Im Bereich der Deutschlernangebote und der Sprachförderung nehmen die Sprachlernzentren (SLZ) in Kasachstan und Kirgisistan einen besonderen Stellenwert ein. DAZ sprach mit Winfried Berndt, Projektberater für Sprachlernzentren (SLZ) und Deutsche Minderheit am Goethe-Institut.

Herr Berndt, Sie sind im Goethe-Institut tätig, koordinieren aber gleichzeitig als Projektberater die Sprachlernzentren. Was genau ist Ihre Aufgabe?

Der Hauptbereich meiner Arbeit am Goethe-Institut ist die Betreuung und die Koordination der Sprachlernzentren. Diese Zentren arbeiten einerseits als private Einrichtungen selbständig, andererseits fungieren sie als Kooperationspartner des Goethe-Instituts. Meine Aufgabe ist es unter anderem, die Kontakte und Beziehungen zwischen beiden Einrichtungen zu pflegen.
Insgesamt gibt es fünf Sprachlernzentren im Norden und Osten Kasachstans (Kostanai, Astana, Pawlodar, Öskemen und Karaganda) und ein Zentrum in Bischkek, Kirgisistan.
Für die Sprachprüfungen ist der gleiche Rahmen wie für das Goethe-Institut vorgegeben, aber auch der gleiche Unterrichtsstandard. Als Partnerorganisationen organisieren und planen wir gemeinsam Fortbildungen und Projekte, wie z.B. überregionale Fortbildungen, Sommerschulen, Sprachprüfungen und Kulturveranstaltungen an allen Sprachlernzentren.

Wie gestalten Sie Ihre Arbeit im Rahmen der Minderheitenförderung?

Bezüglich der Minderheitenarbeit organisieren wir vom Goethe-Institut mit den SLZ gemeinsame Projekte und bieten sogenannte Außenkurse an, also Sprachkurse, die an weit entfernten Orten außerhalb der SLZ stattfinden. In der Minderheitenarbeit nehmen unsere Sprachassistenten zudem die Aufgabe wahr, mit der deutschen Minderheit Projekte durchzuführen.

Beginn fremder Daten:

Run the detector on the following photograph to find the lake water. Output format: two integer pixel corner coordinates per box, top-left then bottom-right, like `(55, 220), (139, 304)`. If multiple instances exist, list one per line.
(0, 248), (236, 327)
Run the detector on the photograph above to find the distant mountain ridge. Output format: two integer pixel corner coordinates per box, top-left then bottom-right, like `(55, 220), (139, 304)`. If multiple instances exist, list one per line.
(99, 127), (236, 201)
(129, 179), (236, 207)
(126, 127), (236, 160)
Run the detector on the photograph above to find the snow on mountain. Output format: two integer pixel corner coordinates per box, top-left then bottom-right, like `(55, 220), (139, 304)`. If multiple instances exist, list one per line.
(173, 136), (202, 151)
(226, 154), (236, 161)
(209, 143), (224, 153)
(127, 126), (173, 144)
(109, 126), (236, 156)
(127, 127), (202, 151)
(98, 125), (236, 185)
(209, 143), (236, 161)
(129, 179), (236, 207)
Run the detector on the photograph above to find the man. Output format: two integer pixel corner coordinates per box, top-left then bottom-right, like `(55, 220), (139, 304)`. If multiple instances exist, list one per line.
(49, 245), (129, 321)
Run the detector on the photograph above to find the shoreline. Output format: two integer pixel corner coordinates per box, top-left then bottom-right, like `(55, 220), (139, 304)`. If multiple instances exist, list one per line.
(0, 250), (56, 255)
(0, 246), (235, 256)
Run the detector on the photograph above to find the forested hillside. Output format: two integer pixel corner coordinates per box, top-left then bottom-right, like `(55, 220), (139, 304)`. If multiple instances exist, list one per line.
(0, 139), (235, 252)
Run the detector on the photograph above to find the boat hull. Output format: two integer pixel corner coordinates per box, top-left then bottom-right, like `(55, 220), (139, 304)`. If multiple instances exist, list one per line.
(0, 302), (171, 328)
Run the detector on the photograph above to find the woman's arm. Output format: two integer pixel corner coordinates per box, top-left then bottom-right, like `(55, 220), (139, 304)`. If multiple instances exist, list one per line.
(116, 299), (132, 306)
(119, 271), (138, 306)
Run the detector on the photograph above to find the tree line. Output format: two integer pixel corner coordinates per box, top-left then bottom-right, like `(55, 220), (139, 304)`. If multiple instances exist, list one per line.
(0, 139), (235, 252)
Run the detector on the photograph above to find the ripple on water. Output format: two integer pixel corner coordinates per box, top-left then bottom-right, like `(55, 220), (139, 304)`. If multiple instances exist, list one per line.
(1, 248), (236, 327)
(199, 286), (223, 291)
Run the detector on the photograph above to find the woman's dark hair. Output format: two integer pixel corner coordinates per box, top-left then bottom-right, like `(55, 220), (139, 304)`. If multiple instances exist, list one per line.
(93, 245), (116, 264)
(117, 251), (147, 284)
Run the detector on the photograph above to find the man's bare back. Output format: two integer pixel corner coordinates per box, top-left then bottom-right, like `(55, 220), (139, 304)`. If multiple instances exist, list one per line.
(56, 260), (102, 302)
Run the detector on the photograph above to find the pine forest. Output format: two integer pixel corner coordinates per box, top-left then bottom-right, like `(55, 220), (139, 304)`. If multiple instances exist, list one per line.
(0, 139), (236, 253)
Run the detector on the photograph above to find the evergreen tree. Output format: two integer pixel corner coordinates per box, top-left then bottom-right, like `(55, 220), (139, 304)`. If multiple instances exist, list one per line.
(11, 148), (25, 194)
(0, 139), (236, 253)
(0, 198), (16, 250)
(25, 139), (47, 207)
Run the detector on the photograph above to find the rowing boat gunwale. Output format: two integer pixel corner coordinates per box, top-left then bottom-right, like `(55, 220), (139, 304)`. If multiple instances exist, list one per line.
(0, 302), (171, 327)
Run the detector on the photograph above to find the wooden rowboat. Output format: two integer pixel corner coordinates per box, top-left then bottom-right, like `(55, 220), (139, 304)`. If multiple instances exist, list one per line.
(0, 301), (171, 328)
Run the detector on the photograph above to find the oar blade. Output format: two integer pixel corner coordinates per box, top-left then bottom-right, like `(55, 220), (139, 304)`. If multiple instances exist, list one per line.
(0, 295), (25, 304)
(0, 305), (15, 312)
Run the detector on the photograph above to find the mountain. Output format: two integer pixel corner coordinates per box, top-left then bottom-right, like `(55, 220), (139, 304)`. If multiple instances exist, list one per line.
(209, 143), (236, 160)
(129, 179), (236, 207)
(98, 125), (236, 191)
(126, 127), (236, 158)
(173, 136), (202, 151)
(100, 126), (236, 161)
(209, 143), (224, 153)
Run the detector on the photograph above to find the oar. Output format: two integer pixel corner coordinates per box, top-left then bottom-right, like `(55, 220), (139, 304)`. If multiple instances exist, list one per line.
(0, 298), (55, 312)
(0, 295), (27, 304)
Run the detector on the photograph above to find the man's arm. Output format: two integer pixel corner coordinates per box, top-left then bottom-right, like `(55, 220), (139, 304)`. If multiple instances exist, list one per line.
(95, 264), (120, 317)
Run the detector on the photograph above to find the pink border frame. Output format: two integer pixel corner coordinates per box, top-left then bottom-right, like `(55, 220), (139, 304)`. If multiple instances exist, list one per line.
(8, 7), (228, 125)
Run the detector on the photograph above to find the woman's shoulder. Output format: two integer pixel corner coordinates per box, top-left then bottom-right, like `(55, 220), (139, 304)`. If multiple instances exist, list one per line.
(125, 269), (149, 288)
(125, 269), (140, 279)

Worauf kommt es in diesen Minderheitenprojekten an?

Es existieren unterschiedliche Ansätze, wir wollen aber vor allem die deutsche Minderheit in diese Arbeit einbeziehen und Eigeninitiative fördern. Das geschah z.B. für das Minderheitenprojekt „Spuren aus Kasachstan in Berlin“, das Jugendliche aus der südlichen Provinzstadt Taras teilweise gemeinsam mit deutschen Studenten aus Berlin organisiert und durchgeführt haben.

Mir kommt es auch darauf an, die einzelnen Regionen in meine Arbeit einzubinden. In den Provinzgebieten gibt es nicht so viele Möglichkeiten des Kulturaustauschs mit deutschen Muttersprachlern. Die Jugendlichen untersuchten für das Projekt die Lebenswelten von Menschen in Deutschland, die aus Kasachstan ausgewandert sind. Sie setzten sich mit den historischen und aktuellen Beziehungen zwischen Kasachstan und Deutschland auseinander. Diese Menschen bilden ja eine lebende kulturelle Brücke zwischen Kasachstan und Deutschland. Letztendlich ging es uns in diesem Projekt genau um diese menschlichen Beziehungen. Das Projekt führte im Ergebnis zu einem intensiven Austausch mit der Humboldt-Universität Berlin und anderen Partnern. Manchmal führen wir auch Kulturprojekte wie Konzertreisen deutscher Künstler durch. So war ich im Januar mit deutschen Rap-Musikern u.a. in Shymkent, wo wir voriges Jahr auch ein Informationszentrum mit Literatur und landeskundlichen Medien eröffnet haben.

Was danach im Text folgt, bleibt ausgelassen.